I think it is commonplace in our culture to just go and plunk down a credit card for the things we need.  I recently needed a pair of shoes, and I could have easily purchased them that way.  In fact, I'm so ashamed to think of all the times that I have done exactly that instead of praying for the thing I needed-- as if the God of all creation couldn't supply a pair of shoes or groceries or money for bills.  I prayed specifically for the shoes, and the Lord gave me money through a friend who said, "I know you are the kind of mom that takes care of everyone else first, but please take this money and get something YOU need."
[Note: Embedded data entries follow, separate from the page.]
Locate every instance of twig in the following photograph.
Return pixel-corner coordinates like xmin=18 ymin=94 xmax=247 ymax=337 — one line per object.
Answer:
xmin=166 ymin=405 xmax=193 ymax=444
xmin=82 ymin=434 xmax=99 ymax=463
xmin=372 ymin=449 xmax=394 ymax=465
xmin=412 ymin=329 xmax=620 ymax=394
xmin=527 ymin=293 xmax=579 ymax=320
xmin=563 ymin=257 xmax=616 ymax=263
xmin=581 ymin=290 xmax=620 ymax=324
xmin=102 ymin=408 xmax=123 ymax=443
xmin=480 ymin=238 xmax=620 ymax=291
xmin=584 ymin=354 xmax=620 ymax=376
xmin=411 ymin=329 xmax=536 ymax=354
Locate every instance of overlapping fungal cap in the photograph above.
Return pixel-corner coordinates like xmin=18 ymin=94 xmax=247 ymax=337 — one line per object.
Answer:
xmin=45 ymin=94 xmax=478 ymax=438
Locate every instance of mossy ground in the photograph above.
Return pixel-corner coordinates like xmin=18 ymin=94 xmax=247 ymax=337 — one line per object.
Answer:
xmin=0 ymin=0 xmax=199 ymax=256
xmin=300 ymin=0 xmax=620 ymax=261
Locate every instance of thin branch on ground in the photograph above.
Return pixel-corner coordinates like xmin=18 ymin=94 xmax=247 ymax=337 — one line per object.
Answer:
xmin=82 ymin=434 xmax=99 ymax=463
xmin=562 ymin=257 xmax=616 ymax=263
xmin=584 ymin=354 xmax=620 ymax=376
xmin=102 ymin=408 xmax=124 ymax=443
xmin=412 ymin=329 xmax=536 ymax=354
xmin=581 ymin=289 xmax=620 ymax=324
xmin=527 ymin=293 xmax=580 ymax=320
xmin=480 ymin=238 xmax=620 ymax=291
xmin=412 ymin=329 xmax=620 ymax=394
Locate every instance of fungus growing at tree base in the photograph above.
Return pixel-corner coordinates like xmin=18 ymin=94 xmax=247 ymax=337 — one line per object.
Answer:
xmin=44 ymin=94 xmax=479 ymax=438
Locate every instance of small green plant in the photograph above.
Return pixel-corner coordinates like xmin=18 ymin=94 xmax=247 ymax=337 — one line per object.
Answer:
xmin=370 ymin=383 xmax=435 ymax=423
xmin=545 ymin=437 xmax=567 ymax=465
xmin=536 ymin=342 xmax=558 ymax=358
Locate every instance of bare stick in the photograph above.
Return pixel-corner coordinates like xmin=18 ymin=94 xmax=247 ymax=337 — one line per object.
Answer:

My kids have a book called The Bandit of Ashley Downs that was written by Dave and Neta Jackson.  It tells the story of the great hero of the faith, George Muller.  The introduction says the following:

"George Muller founded an orphanage in Bristol, England, that at first cared for thirty children.  By faith, and without going into debt or revealing his financial needs to anyone but God, the orphanage grew until Muller had cared for more than ten thousand children during his lifetime."

Here is my question:  If George Muller had owned a credit card, would he be known for his great faith?

I'm going to be pondering this one for a long time...

Tuesday, February 14, 2012

Sunshine

I absolutely LOVE sunshine.

One of the things I have always missed about Colorado is the way the sun shines all the time, even in winter.  Normally it is cold, gray, and dreary here this time of year, but we've had an unusual (and I mean unusual!) amount of sunshine this winter.  Last spring I realized that I have a definite physical issue that arises from too little sun, so I knew that I was going to have to be proactive about getting even small bits of sun when I could through the winter.  I was dreading the long gray winter, but God has given more sunshine than I could have imagined possible.  What a gift of grace to my weary heart during a really difficult time!

The last few days I've had a cold, so I stayed home from church on Sunday.  I was sitting on a stool in our sunny little alcove with my long sleeves pulled up and my face turned toward the sun when Paul and the kids got home after church.  Sarah walked in and said, "Mommy, are you sun-basking?"

Yes, sweet girl.  I was basking.  I admit it.  I do love this sunny winter.

As thankful as I have been for the sunshine, I know that the gray days will surely come too.  On those days, I need to remember to bask in another Light-- with my face turned toward the Son.

Friday, February 3, 2012

Getting Back to Normal

Paul saw the surgeon yesterday and doesn't have to go back again!  The surgeon was pleased with his progress and said that Paul's prognosis was good to have a complete recovery.  Paul will still have appointments with the infectious disease specialist for the recent infection, but as for the initial surgery, Paul is recovering well.  We are extremely grateful for this blessing from the Lord.

Paul has started back to work and has even been to court a couple of times this week.  The other day I was unloading the dishwasher when he returned from court and walked into the house in his suit and overcoat.  The kids ran to him in their usual exuberance-- "Daddy!!!"

I thought to myself, "This feels so normal."

It felt so good for something to be "normal".  Nothing exciting, out of the ordinary, unusual, or surprising.  Just normal!

Just normal.  I wonder how often I have complained at the normal and ordinary?

Today I am praising God for the process of getting back to a regular, normal pattern of living, all the while praying that we would glorify and cling to God in the normal and the ordinary moments just as we must during the exciting, stressful, and eventful ones.  He is the God who carries us through both.  I continue to pray for a complete recovery for Paul and the Lord's direction with Paul's practice, but I am also very thankful for the process of "getting back to normal".